Purbeck Stone vs Calico
Where Purbeck Stone belongs to Farrow & Ball's range, Calico is a Sherwin-Williams color. Purbeck Stone reads as greige-grey, while Calico reads as blue-green — two distinct hue families, not close cousins. Purbeck Stone (LRV 52) reflects noticeably more light than Calico (LRV 35), a difference of 17 points that becomes especially apparent in rooms with limited natural light. Purbeck Stone runs warm while Calico is decidedly cool, which means they'll respond very differently to warm vs cool light sources. With a ΔE of 16.3, the contrast is hard to miss. These aren't variations on a theme — they're two different answers to the same question. Below you'll find 3 real-room photo comparisons where both colors appear side by side, plus 5 simulated room previews.

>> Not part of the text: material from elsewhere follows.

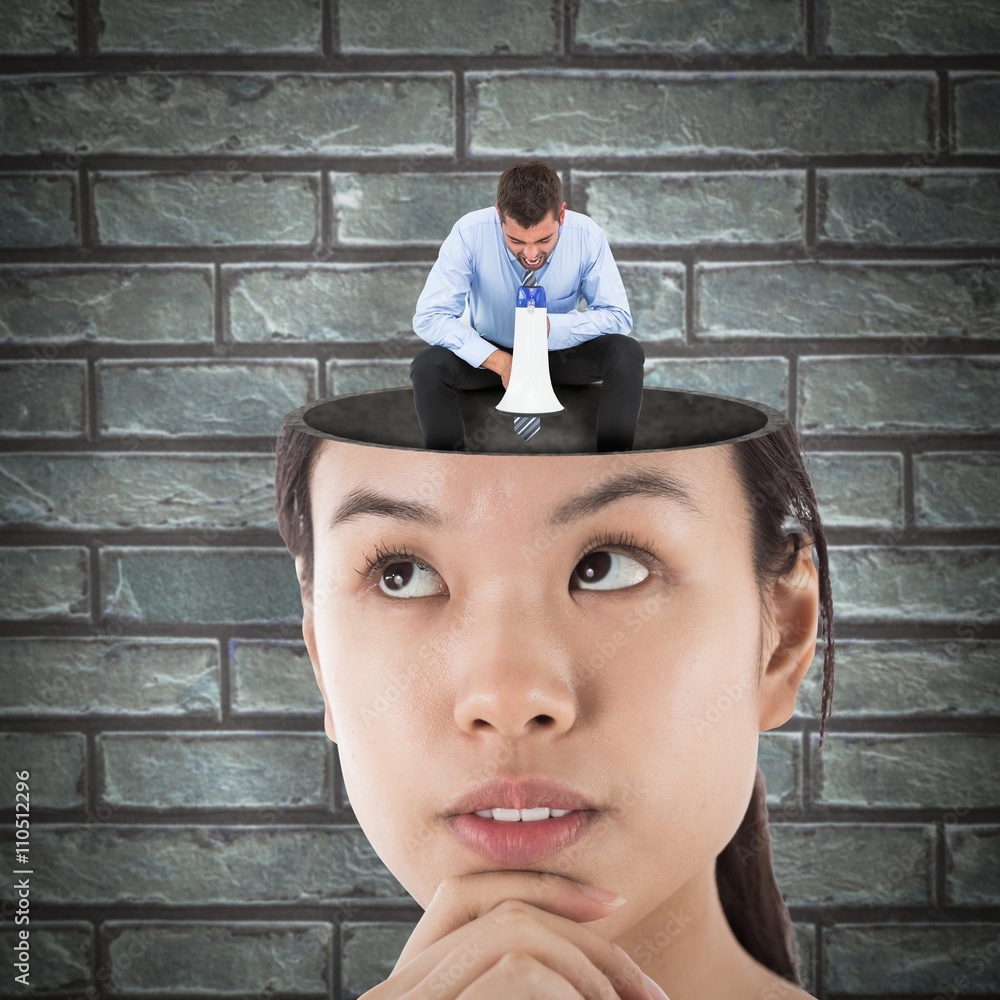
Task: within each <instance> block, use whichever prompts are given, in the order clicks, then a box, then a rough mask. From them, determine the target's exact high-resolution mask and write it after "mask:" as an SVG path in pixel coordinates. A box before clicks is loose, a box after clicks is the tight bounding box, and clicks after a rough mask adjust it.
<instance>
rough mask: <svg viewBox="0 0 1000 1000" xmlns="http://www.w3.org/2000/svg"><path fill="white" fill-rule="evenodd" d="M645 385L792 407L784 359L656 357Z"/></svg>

Purbeck Stone vs Calico in Real Spaces
3 real rooms side by side. Seeing Purbeck Stone and Calico in actual rooms makes the difference concrete; browse the spaces below to get a feel for how each color lives on a wall.
Living Room
In a living room, color works across both daylight and evening light — the same wall can read very differently at noon and at 8pm. The LRV gap is large enough that Purbeck Stone will make the room feel meaningfully brighter than Calico would.
Kitchen
In a kitchen, colors are seen under bright task lighting that amplifies undertones — what reads neutral elsewhere can show its hand here. Purbeck Stone reflects noticeably more light off the walls, making the space read more open than Calico.
Bathroom
Bathrooms are one of the few spaces where you're genuinely enclosed by the paint color, which makes the choice between these two more consequential. Purbeck Stone reflects noticeably more light off the walls, making the space read more open than Calico.
Color Details
Purbeck Stone vs Calico Simulated Comparison
5 simulated room previews — drag the slider on each to see Purbeck Stone on one side and Calico on the other.
Digital color is approximate. These simulations are generated from the manufacturer's hex values and overlaid on grayscale room photos — your screen's calibration, brightness, and viewing angle all affect how they render. Before committing to either color, test physical samples in your own space under the light you actually live with.
More Purbeck Stone comparisons
See how Purbeck Stone stacks up against other well-photographed colors across different brands and tones.